Alcuni Paesi limitrofi, come Ghana, Mozambico, Nigeria e Zambia, hanno già consentito a centinaia propri cittadini di rientrare in patria (cf. qui su Rivista Africa). A Città del Capo, anche molti cittadini zimbabwesi si sono radunati davanti al loro consolato per chiedere di essere rimpatriati, non sentendosi più al sicuro. Anche nei pressi di Durban, su scala più ampia, si è verificato lo stesso: circa 10.000 malawiani hanno abbandonato le loro abitazioni e si sono radunati in un campo in aperta campagna. Ad oggi, circa 5.000 persone sarebbero già state rimpatriate.

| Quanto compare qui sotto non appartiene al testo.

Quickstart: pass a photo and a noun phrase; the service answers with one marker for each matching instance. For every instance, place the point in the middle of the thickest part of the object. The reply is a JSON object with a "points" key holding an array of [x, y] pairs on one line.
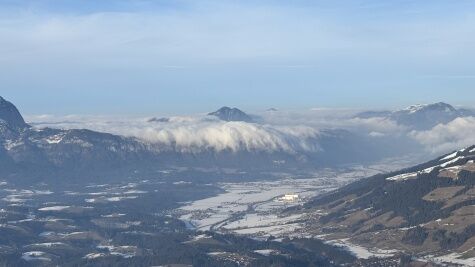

La rabbia dei manifestanti

Gli organizzatori delle proteste respingono le accuse di xenofobia, o «afrofobia», come qualcuno la definisce. Sostengono di essere esasperati dagli abusi del sistema di accoglienza da parte di altri africani e, come ha dichiarato la leader di «March and March», Jacinta Ngobese-Zuma, dal fatto che questi ultimi «si atteggino a vittime». «Se entri in Sudafrica con un passaporto che ti autorizza a restare 30 giorni, quando diventano 50 giorni, due anni o cinque anni, sai che stai violando la legge», ha dichiarato alla BBC durante una delle proteste a Durban.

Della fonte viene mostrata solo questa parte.